The use of implants for chin augmentation is the most popular method to achieve enhanced projection of the lower face. Many materials have been used for chin implants and today it usually comes down to the use of either a silicone or Medpor material. There are surgical advocates for both types of chin implants and both can be successfully used under the right circumstances.
Where silicone and Medpor chin implants differ dramatically and unequivocally is if the patient wants the implant removed. The aggressive tissue ingrowth into the Medpor material makes its removal difficult and fairly traumatic to the surrounding tissues. I have read some surgeons who say the material can’t be removed.

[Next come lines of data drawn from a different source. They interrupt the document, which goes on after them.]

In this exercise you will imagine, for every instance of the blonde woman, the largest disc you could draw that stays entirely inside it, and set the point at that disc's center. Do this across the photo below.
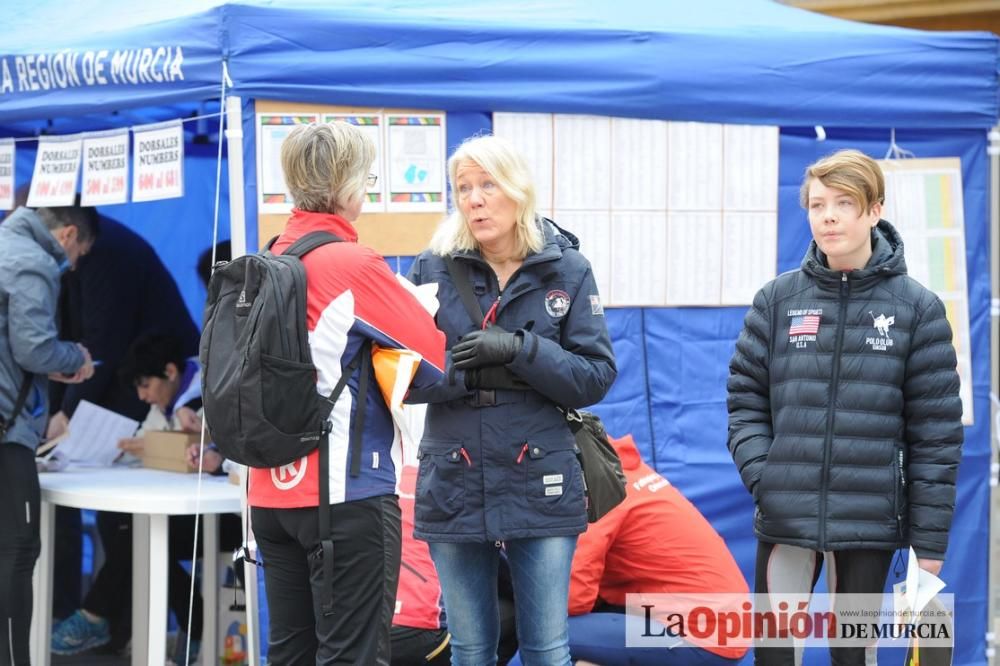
(497, 466)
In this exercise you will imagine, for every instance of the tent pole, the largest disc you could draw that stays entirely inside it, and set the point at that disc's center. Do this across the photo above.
(993, 619)
(234, 144)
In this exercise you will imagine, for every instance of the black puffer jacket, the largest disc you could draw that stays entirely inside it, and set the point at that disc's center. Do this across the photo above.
(844, 413)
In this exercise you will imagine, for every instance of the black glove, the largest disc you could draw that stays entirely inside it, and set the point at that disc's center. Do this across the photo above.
(492, 346)
(493, 376)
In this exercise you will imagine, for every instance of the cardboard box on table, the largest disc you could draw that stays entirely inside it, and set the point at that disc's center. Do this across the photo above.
(167, 450)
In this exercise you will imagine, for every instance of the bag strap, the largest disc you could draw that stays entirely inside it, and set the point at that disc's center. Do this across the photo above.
(362, 358)
(22, 398)
(459, 273)
(308, 243)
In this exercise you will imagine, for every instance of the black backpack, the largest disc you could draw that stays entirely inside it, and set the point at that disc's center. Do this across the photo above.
(258, 380)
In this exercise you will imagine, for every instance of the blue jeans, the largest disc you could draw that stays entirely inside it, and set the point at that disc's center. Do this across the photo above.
(540, 575)
(600, 639)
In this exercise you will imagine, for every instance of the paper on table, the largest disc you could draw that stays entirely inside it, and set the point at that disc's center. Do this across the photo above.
(94, 433)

This is not true, it is just that it is much more difficult than the easy removal of silicone implants.
If a Medpor chin implant is removed, there is often the need to replace it. The question is what should that be. That depends on why the implant was originally placed, its size and shape, and what the patient’s aesthetic goals.

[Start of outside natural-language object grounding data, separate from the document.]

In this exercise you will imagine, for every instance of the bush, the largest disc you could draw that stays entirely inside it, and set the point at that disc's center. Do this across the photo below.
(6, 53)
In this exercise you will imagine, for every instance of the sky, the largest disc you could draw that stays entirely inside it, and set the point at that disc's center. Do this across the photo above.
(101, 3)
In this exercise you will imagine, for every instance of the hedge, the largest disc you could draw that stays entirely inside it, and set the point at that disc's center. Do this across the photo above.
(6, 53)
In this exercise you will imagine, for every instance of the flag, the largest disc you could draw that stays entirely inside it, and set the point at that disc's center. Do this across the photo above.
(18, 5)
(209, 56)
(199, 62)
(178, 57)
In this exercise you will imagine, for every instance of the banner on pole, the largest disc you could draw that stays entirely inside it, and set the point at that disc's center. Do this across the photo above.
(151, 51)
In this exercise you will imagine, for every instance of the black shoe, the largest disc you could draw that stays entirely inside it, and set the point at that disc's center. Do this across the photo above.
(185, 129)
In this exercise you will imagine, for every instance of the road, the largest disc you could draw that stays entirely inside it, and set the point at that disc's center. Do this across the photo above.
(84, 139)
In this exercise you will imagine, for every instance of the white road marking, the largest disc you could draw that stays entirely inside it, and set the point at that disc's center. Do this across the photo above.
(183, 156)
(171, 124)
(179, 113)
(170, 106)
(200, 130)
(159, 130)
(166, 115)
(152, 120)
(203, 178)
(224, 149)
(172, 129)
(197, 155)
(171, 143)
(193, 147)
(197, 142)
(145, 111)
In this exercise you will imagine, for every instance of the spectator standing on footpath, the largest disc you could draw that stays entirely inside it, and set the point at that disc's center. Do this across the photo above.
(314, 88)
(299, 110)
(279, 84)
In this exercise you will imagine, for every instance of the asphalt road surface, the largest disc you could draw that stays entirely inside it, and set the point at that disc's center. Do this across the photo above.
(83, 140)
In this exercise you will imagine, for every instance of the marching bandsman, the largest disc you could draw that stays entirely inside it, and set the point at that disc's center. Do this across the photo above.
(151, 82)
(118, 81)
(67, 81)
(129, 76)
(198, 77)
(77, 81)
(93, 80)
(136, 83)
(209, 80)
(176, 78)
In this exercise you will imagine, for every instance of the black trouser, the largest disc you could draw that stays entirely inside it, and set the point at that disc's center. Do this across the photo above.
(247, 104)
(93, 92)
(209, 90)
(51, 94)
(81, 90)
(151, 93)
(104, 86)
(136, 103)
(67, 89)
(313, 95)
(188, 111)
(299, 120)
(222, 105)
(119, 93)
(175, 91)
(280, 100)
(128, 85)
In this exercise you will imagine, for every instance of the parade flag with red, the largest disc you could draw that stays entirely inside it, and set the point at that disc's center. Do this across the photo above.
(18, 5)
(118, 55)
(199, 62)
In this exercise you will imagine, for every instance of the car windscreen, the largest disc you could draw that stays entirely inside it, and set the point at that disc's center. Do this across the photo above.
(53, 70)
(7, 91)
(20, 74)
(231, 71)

In this example a small petite female with a very short chin and high jaw angles had a Medpor chin implant placed. The implant produced numerous adverse aesthetic sequelae including a wide and elongated chin. Through an intaoral approach the Medpor chin implant, which was secured by 6 screws, was able to be removed in many pieces. The tissue ingrowth of the wings of the implant had adhered to the mental nerves which required careful separation to avoid nerve avulsion. The chin augmentation replacement was a sliding genioplasty. This brought the chin forward, made it less wide and vertically shortened it as well.
While chin implants are made of different materials, their effectiveness is best determined by the selection of implant style and size. It is important that chin augmentation in females is seen as aesthetically different than that of men. The type of chin implant style that works well in men often does not in females.